Co Down construction company McMullen Facades has been sold days after going into administration.
The firm, which employs around 270 people at its offices in Moira and another factory in Portadown, specialises in creating facades for buildings.
It was sold to JRL Group in England for an undisclosed sum after business advisory firm Deloitte was appointed administrator on Monday.
Deloitte said the deal had resulted in all the McMullen jobs being retained.
Gareth Wilson, the DUP mayor of Armagh, Banbridge and Craigavon Council, said he welcomed the reassurances provided on the jobs front by the new owners. He added: "This type of situation is always difficult and, especially at this time of year, any uncertainty around jobs is always worrying for families.
"I am therefore glad to hear that the buyers of the firm have committed to retaining the staff, and hopefully a strong future can be mapped out for the firm under the new owners."

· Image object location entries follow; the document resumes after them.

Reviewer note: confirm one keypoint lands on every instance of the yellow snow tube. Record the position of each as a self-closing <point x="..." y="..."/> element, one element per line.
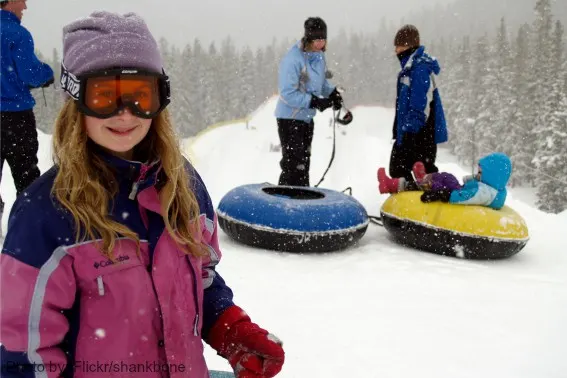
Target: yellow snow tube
<point x="465" y="231"/>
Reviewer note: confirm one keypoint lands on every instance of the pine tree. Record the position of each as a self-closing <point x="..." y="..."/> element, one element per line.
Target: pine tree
<point x="550" y="158"/>
<point x="515" y="141"/>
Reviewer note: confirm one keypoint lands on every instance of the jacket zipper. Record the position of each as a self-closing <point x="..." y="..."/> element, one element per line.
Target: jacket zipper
<point x="196" y="299"/>
<point x="143" y="170"/>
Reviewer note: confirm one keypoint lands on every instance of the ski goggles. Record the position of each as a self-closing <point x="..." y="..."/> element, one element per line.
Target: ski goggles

JRL's main business is in reinforced concrete frames, although it also has a subsidiary - J Reddington Ltd - that manufactures facades and is currently working on the The Landmark Pinnacle in Canary Wharf.
The company has been a well-known name in construction in Northern Ireland since a glass business was founded by Edward McMullen.
The firm was then taken over by his son Ted, who initiated a move into glass facades.
McMullen Facades was then acquired by Lakesmere Group in England five years ago, and Mr McMullen was appointed chief executive last year following a management buy-out.
A JRL Group spokesman said: "The acquisition of McMullen gives us the capability to offer a 'structure and envelope' package.
"This will give clients a single point of contact to get a watertight building, whilst allowing savings on preliminaries, improved co-ordination, better programme and risk management benefits."
The administration of the profitable McMullen Facades follows the announcement at the beginning of the month of the insolvency of Lakesmere Group Ltd and its parent company.
Deloitte said Lakesmere had "experienced financial challenges, arising from a number of unprofitable contracts".